Understanding \text{Ka} is crucial for solving pH problems involving weak acids because it allows us to predict the equilibrium concentrations of the ions in the solution. For instance, for HCN with \text{Ka} = 6.2 \times 10^{-10}, a small \text{Ka} value signifies very limited dissociation into H\text{+} and CN\text{-} ions.

Acid-Base Equilibrium

In acid-base chemistry, equilibrium refers to the state where the concentrations of reactants and products remain constant over time. For weak acids, this involves a balance between the non-dissociated acid (HA) and its ions (H\text{+} and A\text{-}). The equilibrium can be represented by the expression:
\[ HA \rightleftharpoons H^+ + A^- \]
To find equilibrium concentrations, we use the dissociation constant (\text{Ka}) and solve for unknowns such as H\text{+}. In our problem, we start by setting the initial concentration and assume a small degree of dissociation (x).
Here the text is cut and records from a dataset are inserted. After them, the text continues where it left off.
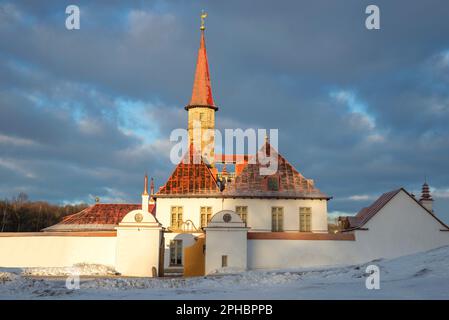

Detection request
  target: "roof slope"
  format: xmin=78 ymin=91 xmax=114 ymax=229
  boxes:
xmin=223 ymin=141 xmax=330 ymax=199
xmin=43 ymin=203 xmax=155 ymax=231
xmin=338 ymin=188 xmax=449 ymax=231
xmin=155 ymin=145 xmax=220 ymax=197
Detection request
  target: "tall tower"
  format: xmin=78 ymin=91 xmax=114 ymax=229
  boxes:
xmin=185 ymin=12 xmax=218 ymax=166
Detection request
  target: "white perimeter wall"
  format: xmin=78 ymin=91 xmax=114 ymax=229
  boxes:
xmin=0 ymin=234 xmax=116 ymax=268
xmin=248 ymin=191 xmax=449 ymax=269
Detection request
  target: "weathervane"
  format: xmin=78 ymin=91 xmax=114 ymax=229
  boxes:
xmin=200 ymin=10 xmax=207 ymax=30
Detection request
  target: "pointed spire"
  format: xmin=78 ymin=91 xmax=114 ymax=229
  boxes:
xmin=186 ymin=12 xmax=218 ymax=110
xmin=150 ymin=177 xmax=154 ymax=195
xmin=142 ymin=173 xmax=148 ymax=196
xmin=421 ymin=179 xmax=432 ymax=200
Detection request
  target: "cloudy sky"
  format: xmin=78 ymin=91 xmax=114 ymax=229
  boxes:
xmin=0 ymin=0 xmax=449 ymax=222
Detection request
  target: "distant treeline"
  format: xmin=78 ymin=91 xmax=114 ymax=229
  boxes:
xmin=0 ymin=193 xmax=87 ymax=232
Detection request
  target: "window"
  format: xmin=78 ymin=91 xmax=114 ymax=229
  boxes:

We simplify assumptions (small x) and solve for the concentration of H\text{+}.

• For HCN: Initial concentration is 0.55 M. Small x simplifies to \text{Ka} = \frac{x^2}{0.55}. Solving for x gives concentration of H\text{+}.
• For HIO3: Initial concentration is 0.044 M. Small x simplifies to \text{Ka} = \frac{x^2}{0.044}. Solving for x gives concentration of H\text{+}.

pH and pOH relationship

The pH scale measures the acidity of a solution, with lower values indicating higher acidity (more H\text{+} ions). pH is calculated as:
\[ \text{pH} = -\text{log}[\text{H}^+] \]
For pOH, it measures the basicity (concentration of OH\text{-} ions), calculated as:
\[ \text{pOH} = -\text{log}[\text{OH}^-] \]
Importantly, pH and pOH are related through the equation:
\[ \text{pH} + \text{pOH} = 14 \]
This relationship helps solve for either pH or pOH if one knows the other. For instance, if the pH of HIO\text{3} is calculated to be 1.08, then:
\[ \text{pOH} = 14 - 1.08 = 12.92 \]
Thus, knowing the pH allows us to find the pOH and vice versa.